Modelling COVID-19: Estimating the Undetected
In the summer of 2020, as the world grappled with the COVID-19 pandemic, I found myself at the epicenter of a critical research initiative. I was part of the COVIND-19 research group, a collective formed at the University of Michigan, Ann Arbor, under the guidance of Dr. Bhramar Mukherjee, the chair of the Department of Biostatistics. The group, initially composed of professors, PhD students, and postdocs from the University of Michigan, later expanded to include researchers from Johns Hopkins, Cambridge, and premier Indian institutes. Our mission was to conduct timely and impactful research on crucial aspects of COVID-19.

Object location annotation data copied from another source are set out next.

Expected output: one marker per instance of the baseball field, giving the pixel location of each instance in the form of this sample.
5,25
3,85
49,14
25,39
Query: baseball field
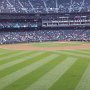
45,66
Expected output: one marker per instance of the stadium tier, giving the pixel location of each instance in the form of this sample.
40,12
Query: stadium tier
19,28
44,20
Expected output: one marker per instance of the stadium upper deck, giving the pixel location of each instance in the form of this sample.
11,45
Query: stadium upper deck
44,6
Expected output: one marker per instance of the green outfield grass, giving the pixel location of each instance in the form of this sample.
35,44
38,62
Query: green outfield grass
44,70
57,44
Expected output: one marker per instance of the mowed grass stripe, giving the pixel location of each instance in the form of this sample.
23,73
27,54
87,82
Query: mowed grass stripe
21,65
9,64
45,82
32,77
71,78
14,57
6,55
84,83
80,52
73,54
9,79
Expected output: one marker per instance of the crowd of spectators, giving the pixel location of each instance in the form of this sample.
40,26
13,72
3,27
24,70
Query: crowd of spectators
44,35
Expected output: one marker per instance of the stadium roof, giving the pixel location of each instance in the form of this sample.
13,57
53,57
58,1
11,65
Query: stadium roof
44,6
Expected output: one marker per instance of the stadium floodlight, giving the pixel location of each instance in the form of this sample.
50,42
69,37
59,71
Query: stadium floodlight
22,7
57,6
45,6
82,5
31,6
70,8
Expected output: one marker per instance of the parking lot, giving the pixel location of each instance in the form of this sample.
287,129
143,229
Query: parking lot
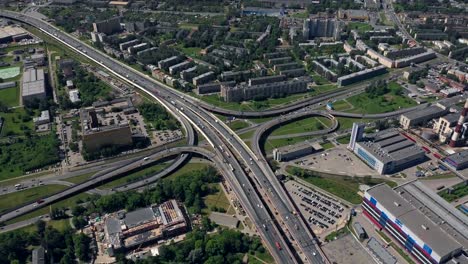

Our primary focus was on modelling the dynamics of COVID-19 in India and other countries, with a particular emphasis on incorporating the false negatives of COVID-19 RT-PCR tests and the selection bias arising from various sources such as symptom-based testing and the lack of affordable, accessible testing. The theoretical underpinnings of our model were published in the paper titled “Extending the susceptible‐exposed‐infected‐removed (SEIR) model to handle the false negative rate and symptom‐based administration of COVID‐19 diagnostic tests: SEIR‐fansy”. Our method enabled us to calculate the number of undetected COVID infections, including false negatives and untested (primarily asymptomatic) individuals. This led to the calculation of the underreporting factors, as detailed in the paper “Estimating the infection fatality rate from SARS-CoV-2 in India”.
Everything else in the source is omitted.